A tal lei virou um verdadeiro imbróglio para os estados. Criada nos anos 90, a medida visava impulsionar as exportações do país, que estavam em baixa. Na época, o governo federal prometeu que os entes abririam mão de arrecadar o imposto e, em contrapartida, a União recompensaria as perdas.
“Mas o valor que poderia recompensar os estados se perdeu ao longo do tempo. O Supremo (Tribunal Federal) decidiu que o Congresso deve regulamentar a compensação até o fim do ano. Se não fizer, ficará a cargo do Tribunal de Contas da União, o que é estranho, pois não teria participação dos estados”, reforça o economista Raul Velloso, especialista em Finanças Públicas.
Cortar na carne, para Cláudio Carneiro, especialista em Direito Tributário e Financeiro, exige de Pezão acabar com regalias concedidas a empresários pelo antecessor, Sérgio Cabral, preso em Bangu acusado de desvios milionários.
“A crise no estado se deu por força do ralo de corrupção que foi muito significativa”, assegura. E defende que políticos e funcionários do alto escalão do governo não tenham direito a mais que cidadãos que usam o transporte público ou pagam combustível para ir ao trabalho.
Firjan: empréstimo federal é a solução
Uma das saídas defendidas pela Federação das Indústrias do Estado do Rio de Janeiro (Firjan)) para que o Rio de Janeiro possa liquidar dívidas herdadas e se livrar do grave colapso financeiro em que se afundou é um empréstimo federal. O valor acumulado dos restos a pagar — dívidas contraídas no ano passado e deixadas para 2017 — é de R$ 11,1 bilhões, o equivalente a 24% da Receita Corrente Líquida.

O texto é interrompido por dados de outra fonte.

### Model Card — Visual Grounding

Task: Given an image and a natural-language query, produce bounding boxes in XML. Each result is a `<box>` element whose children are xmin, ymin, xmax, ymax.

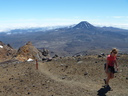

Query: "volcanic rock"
<box><xmin>16</xmin><ymin>41</ymin><xmax>44</xmax><ymax>61</ymax></box>
<box><xmin>0</xmin><ymin>41</ymin><xmax>16</xmax><ymax>62</ymax></box>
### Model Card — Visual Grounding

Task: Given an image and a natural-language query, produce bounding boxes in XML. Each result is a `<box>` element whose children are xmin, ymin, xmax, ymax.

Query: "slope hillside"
<box><xmin>0</xmin><ymin>41</ymin><xmax>16</xmax><ymax>62</ymax></box>
<box><xmin>0</xmin><ymin>54</ymin><xmax>128</xmax><ymax>96</ymax></box>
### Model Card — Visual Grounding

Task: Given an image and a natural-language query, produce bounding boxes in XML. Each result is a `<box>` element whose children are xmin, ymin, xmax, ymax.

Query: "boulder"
<box><xmin>42</xmin><ymin>48</ymin><xmax>49</xmax><ymax>56</ymax></box>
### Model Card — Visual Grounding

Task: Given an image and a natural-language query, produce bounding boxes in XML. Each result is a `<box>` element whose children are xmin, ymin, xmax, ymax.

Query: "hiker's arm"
<box><xmin>115</xmin><ymin>60</ymin><xmax>118</xmax><ymax>70</ymax></box>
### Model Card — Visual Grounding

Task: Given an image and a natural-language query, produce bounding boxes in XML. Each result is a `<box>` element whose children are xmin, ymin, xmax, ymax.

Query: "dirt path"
<box><xmin>38</xmin><ymin>61</ymin><xmax>128</xmax><ymax>96</ymax></box>
<box><xmin>38</xmin><ymin>62</ymin><xmax>101</xmax><ymax>92</ymax></box>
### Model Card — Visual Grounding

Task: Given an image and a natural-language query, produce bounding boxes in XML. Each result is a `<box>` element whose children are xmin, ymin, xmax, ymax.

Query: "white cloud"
<box><xmin>112</xmin><ymin>16</ymin><xmax>128</xmax><ymax>19</ymax></box>
<box><xmin>0</xmin><ymin>18</ymin><xmax>128</xmax><ymax>32</ymax></box>
<box><xmin>93</xmin><ymin>22</ymin><xmax>128</xmax><ymax>29</ymax></box>
<box><xmin>112</xmin><ymin>16</ymin><xmax>123</xmax><ymax>18</ymax></box>
<box><xmin>0</xmin><ymin>18</ymin><xmax>81</xmax><ymax>32</ymax></box>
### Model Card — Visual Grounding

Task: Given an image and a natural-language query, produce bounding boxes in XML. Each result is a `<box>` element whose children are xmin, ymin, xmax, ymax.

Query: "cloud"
<box><xmin>112</xmin><ymin>16</ymin><xmax>128</xmax><ymax>19</ymax></box>
<box><xmin>112</xmin><ymin>16</ymin><xmax>123</xmax><ymax>18</ymax></box>
<box><xmin>0</xmin><ymin>18</ymin><xmax>128</xmax><ymax>32</ymax></box>
<box><xmin>93</xmin><ymin>22</ymin><xmax>128</xmax><ymax>29</ymax></box>
<box><xmin>0</xmin><ymin>18</ymin><xmax>82</xmax><ymax>32</ymax></box>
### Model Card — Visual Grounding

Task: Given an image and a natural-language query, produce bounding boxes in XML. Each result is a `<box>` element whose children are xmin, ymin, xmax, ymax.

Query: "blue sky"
<box><xmin>0</xmin><ymin>0</ymin><xmax>128</xmax><ymax>31</ymax></box>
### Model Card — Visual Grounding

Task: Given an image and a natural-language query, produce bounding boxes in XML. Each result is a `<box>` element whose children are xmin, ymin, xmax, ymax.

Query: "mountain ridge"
<box><xmin>1</xmin><ymin>21</ymin><xmax>128</xmax><ymax>34</ymax></box>
<box><xmin>0</xmin><ymin>21</ymin><xmax>128</xmax><ymax>56</ymax></box>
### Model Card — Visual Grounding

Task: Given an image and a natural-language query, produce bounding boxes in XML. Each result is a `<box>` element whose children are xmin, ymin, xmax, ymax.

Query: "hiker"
<box><xmin>104</xmin><ymin>48</ymin><xmax>118</xmax><ymax>86</ymax></box>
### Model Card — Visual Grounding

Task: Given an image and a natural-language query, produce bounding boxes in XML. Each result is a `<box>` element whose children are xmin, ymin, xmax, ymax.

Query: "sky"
<box><xmin>0</xmin><ymin>0</ymin><xmax>128</xmax><ymax>32</ymax></box>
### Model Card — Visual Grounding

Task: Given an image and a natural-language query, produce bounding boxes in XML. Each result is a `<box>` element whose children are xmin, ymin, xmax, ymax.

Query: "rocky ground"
<box><xmin>0</xmin><ymin>54</ymin><xmax>128</xmax><ymax>96</ymax></box>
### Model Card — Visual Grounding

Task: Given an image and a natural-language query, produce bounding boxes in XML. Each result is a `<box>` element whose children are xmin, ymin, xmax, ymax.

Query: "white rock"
<box><xmin>0</xmin><ymin>45</ymin><xmax>3</xmax><ymax>48</ymax></box>
<box><xmin>27</xmin><ymin>58</ymin><xmax>33</xmax><ymax>62</ymax></box>
<box><xmin>77</xmin><ymin>61</ymin><xmax>83</xmax><ymax>64</ymax></box>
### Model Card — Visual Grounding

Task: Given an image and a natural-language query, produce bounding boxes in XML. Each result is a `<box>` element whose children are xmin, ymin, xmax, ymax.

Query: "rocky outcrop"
<box><xmin>0</xmin><ymin>41</ymin><xmax>16</xmax><ymax>62</ymax></box>
<box><xmin>0</xmin><ymin>41</ymin><xmax>51</xmax><ymax>62</ymax></box>
<box><xmin>41</xmin><ymin>48</ymin><xmax>49</xmax><ymax>56</ymax></box>
<box><xmin>16</xmin><ymin>41</ymin><xmax>44</xmax><ymax>61</ymax></box>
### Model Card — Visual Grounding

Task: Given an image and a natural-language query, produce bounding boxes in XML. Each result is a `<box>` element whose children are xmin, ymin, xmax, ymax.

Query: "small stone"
<box><xmin>20</xmin><ymin>80</ymin><xmax>24</xmax><ymax>82</ymax></box>
<box><xmin>84</xmin><ymin>72</ymin><xmax>88</xmax><ymax>76</ymax></box>
<box><xmin>28</xmin><ymin>92</ymin><xmax>31</xmax><ymax>94</ymax></box>
<box><xmin>47</xmin><ymin>80</ymin><xmax>50</xmax><ymax>83</ymax></box>
<box><xmin>77</xmin><ymin>61</ymin><xmax>83</xmax><ymax>64</ymax></box>
<box><xmin>42</xmin><ymin>84</ymin><xmax>45</xmax><ymax>86</ymax></box>
<box><xmin>77</xmin><ymin>58</ymin><xmax>81</xmax><ymax>62</ymax></box>
<box><xmin>62</xmin><ymin>77</ymin><xmax>65</xmax><ymax>79</ymax></box>
<box><xmin>65</xmin><ymin>65</ymin><xmax>68</xmax><ymax>68</ymax></box>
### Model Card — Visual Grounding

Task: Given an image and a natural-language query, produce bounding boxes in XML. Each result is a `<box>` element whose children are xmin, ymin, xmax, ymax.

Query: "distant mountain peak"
<box><xmin>73</xmin><ymin>21</ymin><xmax>95</xmax><ymax>29</ymax></box>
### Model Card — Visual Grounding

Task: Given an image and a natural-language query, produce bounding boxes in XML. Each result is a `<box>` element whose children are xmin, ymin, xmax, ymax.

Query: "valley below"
<box><xmin>1</xmin><ymin>21</ymin><xmax>128</xmax><ymax>56</ymax></box>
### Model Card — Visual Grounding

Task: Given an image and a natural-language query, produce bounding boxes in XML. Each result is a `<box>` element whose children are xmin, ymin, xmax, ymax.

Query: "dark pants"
<box><xmin>108</xmin><ymin>66</ymin><xmax>115</xmax><ymax>73</ymax></box>
<box><xmin>104</xmin><ymin>63</ymin><xmax>115</xmax><ymax>73</ymax></box>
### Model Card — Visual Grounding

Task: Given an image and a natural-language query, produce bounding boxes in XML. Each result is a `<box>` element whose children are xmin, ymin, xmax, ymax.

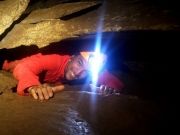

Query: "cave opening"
<box><xmin>0</xmin><ymin>30</ymin><xmax>177</xmax><ymax>101</ymax></box>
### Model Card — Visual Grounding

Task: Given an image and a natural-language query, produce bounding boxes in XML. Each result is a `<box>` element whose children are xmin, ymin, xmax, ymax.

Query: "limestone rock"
<box><xmin>0</xmin><ymin>0</ymin><xmax>179</xmax><ymax>49</ymax></box>
<box><xmin>0</xmin><ymin>1</ymin><xmax>101</xmax><ymax>49</ymax></box>
<box><xmin>0</xmin><ymin>0</ymin><xmax>30</xmax><ymax>35</ymax></box>
<box><xmin>22</xmin><ymin>1</ymin><xmax>100</xmax><ymax>24</ymax></box>
<box><xmin>0</xmin><ymin>20</ymin><xmax>69</xmax><ymax>48</ymax></box>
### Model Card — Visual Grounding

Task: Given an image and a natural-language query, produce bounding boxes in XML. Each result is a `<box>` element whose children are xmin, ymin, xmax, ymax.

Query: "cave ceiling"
<box><xmin>0</xmin><ymin>0</ymin><xmax>179</xmax><ymax>49</ymax></box>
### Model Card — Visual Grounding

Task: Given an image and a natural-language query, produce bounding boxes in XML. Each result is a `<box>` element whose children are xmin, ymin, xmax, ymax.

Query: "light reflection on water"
<box><xmin>57</xmin><ymin>107</ymin><xmax>94</xmax><ymax>135</ymax></box>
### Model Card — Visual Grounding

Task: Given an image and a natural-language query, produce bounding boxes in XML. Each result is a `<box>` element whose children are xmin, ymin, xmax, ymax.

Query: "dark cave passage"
<box><xmin>1</xmin><ymin>30</ymin><xmax>177</xmax><ymax>100</ymax></box>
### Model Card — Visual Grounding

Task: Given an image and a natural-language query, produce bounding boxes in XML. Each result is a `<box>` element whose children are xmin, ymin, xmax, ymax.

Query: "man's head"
<box><xmin>64</xmin><ymin>52</ymin><xmax>106</xmax><ymax>81</ymax></box>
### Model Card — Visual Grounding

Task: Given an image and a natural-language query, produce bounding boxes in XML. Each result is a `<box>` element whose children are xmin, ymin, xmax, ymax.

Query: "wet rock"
<box><xmin>0</xmin><ymin>68</ymin><xmax>173</xmax><ymax>135</ymax></box>
<box><xmin>0</xmin><ymin>84</ymin><xmax>168</xmax><ymax>135</ymax></box>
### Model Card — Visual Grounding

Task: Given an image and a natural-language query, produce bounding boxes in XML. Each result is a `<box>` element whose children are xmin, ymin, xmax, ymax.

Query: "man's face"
<box><xmin>65</xmin><ymin>55</ymin><xmax>89</xmax><ymax>81</ymax></box>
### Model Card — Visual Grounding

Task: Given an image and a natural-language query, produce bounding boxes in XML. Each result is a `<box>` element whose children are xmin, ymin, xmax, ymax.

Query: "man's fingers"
<box><xmin>30</xmin><ymin>88</ymin><xmax>38</xmax><ymax>100</ymax></box>
<box><xmin>104</xmin><ymin>86</ymin><xmax>110</xmax><ymax>95</ymax></box>
<box><xmin>108</xmin><ymin>87</ymin><xmax>114</xmax><ymax>94</ymax></box>
<box><xmin>37</xmin><ymin>87</ymin><xmax>44</xmax><ymax>100</ymax></box>
<box><xmin>46</xmin><ymin>86</ymin><xmax>53</xmax><ymax>98</ymax></box>
<box><xmin>99</xmin><ymin>85</ymin><xmax>105</xmax><ymax>94</ymax></box>
<box><xmin>41</xmin><ymin>87</ymin><xmax>49</xmax><ymax>100</ymax></box>
<box><xmin>99</xmin><ymin>85</ymin><xmax>114</xmax><ymax>96</ymax></box>
<box><xmin>113</xmin><ymin>89</ymin><xmax>121</xmax><ymax>95</ymax></box>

Como O DIA publicou no dia 5, estudo lançado pela entidade no início do mês apontou que o projeto de lei que trata da recuperação fiscal dos estados superindividados (Regime de Recuperação Fiscal) em debate no Congresso não seria suficiente para resolver o problema das unidades da Federação em calamidade.

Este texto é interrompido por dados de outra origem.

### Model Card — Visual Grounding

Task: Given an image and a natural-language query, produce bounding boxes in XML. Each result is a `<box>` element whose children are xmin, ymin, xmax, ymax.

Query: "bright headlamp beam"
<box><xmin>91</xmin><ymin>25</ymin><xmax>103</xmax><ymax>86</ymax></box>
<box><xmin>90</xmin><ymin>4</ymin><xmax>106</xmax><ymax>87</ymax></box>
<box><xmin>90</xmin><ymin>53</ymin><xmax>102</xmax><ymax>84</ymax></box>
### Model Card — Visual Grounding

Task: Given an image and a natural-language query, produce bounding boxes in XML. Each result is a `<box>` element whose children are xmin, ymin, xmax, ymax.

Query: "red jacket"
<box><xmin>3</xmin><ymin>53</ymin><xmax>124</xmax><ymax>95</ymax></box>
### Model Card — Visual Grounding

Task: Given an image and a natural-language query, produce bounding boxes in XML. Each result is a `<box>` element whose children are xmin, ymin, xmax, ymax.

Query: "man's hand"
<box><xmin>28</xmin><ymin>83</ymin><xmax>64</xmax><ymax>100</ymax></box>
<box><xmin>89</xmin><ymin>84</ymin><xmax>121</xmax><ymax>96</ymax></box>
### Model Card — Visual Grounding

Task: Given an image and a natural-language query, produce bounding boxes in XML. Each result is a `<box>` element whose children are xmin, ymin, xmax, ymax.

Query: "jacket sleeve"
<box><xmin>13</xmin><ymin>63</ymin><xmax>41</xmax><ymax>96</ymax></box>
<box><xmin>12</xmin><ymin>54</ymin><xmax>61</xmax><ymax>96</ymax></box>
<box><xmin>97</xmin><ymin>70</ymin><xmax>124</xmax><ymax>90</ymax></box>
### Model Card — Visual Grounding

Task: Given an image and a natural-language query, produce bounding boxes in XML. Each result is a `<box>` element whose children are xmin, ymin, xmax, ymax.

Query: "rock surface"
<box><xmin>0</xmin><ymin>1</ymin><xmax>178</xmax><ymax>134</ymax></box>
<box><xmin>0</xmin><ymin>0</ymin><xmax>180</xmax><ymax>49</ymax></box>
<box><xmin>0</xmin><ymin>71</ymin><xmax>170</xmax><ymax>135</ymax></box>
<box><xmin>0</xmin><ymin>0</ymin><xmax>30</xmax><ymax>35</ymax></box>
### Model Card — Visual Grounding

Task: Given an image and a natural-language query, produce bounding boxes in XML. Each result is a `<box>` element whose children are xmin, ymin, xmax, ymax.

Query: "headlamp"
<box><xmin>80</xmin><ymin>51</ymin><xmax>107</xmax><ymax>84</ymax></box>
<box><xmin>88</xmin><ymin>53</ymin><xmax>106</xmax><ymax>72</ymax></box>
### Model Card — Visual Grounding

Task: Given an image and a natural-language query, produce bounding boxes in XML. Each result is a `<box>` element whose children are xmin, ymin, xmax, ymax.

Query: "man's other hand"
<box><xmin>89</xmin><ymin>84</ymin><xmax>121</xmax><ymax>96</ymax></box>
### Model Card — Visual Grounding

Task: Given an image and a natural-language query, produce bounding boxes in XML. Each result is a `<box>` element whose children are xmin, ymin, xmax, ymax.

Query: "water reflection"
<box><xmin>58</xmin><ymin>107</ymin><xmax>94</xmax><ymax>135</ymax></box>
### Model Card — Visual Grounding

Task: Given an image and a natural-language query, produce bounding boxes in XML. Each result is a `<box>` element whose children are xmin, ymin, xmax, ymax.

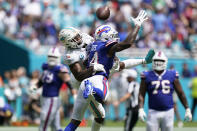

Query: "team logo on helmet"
<box><xmin>97</xmin><ymin>26</ymin><xmax>111</xmax><ymax>37</ymax></box>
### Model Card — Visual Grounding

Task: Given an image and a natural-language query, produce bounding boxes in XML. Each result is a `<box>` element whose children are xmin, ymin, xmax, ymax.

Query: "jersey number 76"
<box><xmin>151</xmin><ymin>80</ymin><xmax>170</xmax><ymax>94</ymax></box>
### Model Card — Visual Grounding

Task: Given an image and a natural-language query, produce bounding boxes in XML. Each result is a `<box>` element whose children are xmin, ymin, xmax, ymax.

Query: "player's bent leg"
<box><xmin>161</xmin><ymin>108</ymin><xmax>174</xmax><ymax>131</ymax></box>
<box><xmin>89</xmin><ymin>98</ymin><xmax>105</xmax><ymax>131</ymax></box>
<box><xmin>64</xmin><ymin>119</ymin><xmax>81</xmax><ymax>131</ymax></box>
<box><xmin>64</xmin><ymin>88</ymin><xmax>89</xmax><ymax>131</ymax></box>
<box><xmin>83</xmin><ymin>80</ymin><xmax>104</xmax><ymax>103</ymax></box>
<box><xmin>91</xmin><ymin>118</ymin><xmax>104</xmax><ymax>131</ymax></box>
<box><xmin>146</xmin><ymin>109</ymin><xmax>159</xmax><ymax>131</ymax></box>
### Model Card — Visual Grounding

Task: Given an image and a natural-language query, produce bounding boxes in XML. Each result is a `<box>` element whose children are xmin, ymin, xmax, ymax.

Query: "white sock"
<box><xmin>91</xmin><ymin>120</ymin><xmax>102</xmax><ymax>131</ymax></box>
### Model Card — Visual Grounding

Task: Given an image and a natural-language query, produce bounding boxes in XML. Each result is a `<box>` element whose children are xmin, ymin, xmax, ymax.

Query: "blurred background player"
<box><xmin>30</xmin><ymin>47</ymin><xmax>77</xmax><ymax>131</ymax></box>
<box><xmin>0</xmin><ymin>96</ymin><xmax>13</xmax><ymax>125</ymax></box>
<box><xmin>113</xmin><ymin>69</ymin><xmax>139</xmax><ymax>131</ymax></box>
<box><xmin>189</xmin><ymin>76</ymin><xmax>197</xmax><ymax>119</ymax></box>
<box><xmin>138</xmin><ymin>51</ymin><xmax>192</xmax><ymax>131</ymax></box>
<box><xmin>64</xmin><ymin>10</ymin><xmax>148</xmax><ymax>131</ymax></box>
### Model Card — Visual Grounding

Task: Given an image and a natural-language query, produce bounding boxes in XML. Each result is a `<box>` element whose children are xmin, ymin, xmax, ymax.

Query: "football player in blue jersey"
<box><xmin>64</xmin><ymin>10</ymin><xmax>149</xmax><ymax>131</ymax></box>
<box><xmin>30</xmin><ymin>47</ymin><xmax>78</xmax><ymax>131</ymax></box>
<box><xmin>138</xmin><ymin>51</ymin><xmax>192</xmax><ymax>131</ymax></box>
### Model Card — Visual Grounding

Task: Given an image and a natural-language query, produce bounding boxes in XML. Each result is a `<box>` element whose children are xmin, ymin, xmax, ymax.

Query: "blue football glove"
<box><xmin>145</xmin><ymin>49</ymin><xmax>155</xmax><ymax>64</ymax></box>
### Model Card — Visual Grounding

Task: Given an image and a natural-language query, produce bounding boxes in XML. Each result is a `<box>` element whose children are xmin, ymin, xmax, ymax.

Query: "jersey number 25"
<box><xmin>151</xmin><ymin>80</ymin><xmax>170</xmax><ymax>94</ymax></box>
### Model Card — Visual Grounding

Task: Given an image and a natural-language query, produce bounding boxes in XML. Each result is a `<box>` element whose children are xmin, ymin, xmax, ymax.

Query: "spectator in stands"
<box><xmin>17</xmin><ymin>67</ymin><xmax>29</xmax><ymax>120</ymax></box>
<box><xmin>3</xmin><ymin>71</ymin><xmax>11</xmax><ymax>84</ymax></box>
<box><xmin>26</xmin><ymin>31</ymin><xmax>41</xmax><ymax>52</ymax></box>
<box><xmin>0</xmin><ymin>0</ymin><xmax>197</xmax><ymax>55</ymax></box>
<box><xmin>4</xmin><ymin>70</ymin><xmax>22</xmax><ymax>121</ymax></box>
<box><xmin>28</xmin><ymin>88</ymin><xmax>42</xmax><ymax>125</ymax></box>
<box><xmin>192</xmin><ymin>65</ymin><xmax>197</xmax><ymax>77</ymax></box>
<box><xmin>182</xmin><ymin>63</ymin><xmax>191</xmax><ymax>78</ymax></box>
<box><xmin>0</xmin><ymin>97</ymin><xmax>13</xmax><ymax>125</ymax></box>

O projeto de recuperação fiscal e renegociação das dívidas estaduais, encaminhada ao Congresso pelo Poder Executivo, garante a redução temporária do pagamento da dívida dos estados que têm débito com a União a partir da adoção de um plano de recuperação como contrapartida.
Em troca da negociação das dívidas, o plano prevê que os estados endividados possam elevar alíquotas de contribuição social de servidores, reduzir incentivos tributários, além de privatizar as empresas que prestam serviços financeiros, de energia e saneamento. Desde a semana retrasada, deputados da oposição vêm atuando firme para obstruir a votação do projeto.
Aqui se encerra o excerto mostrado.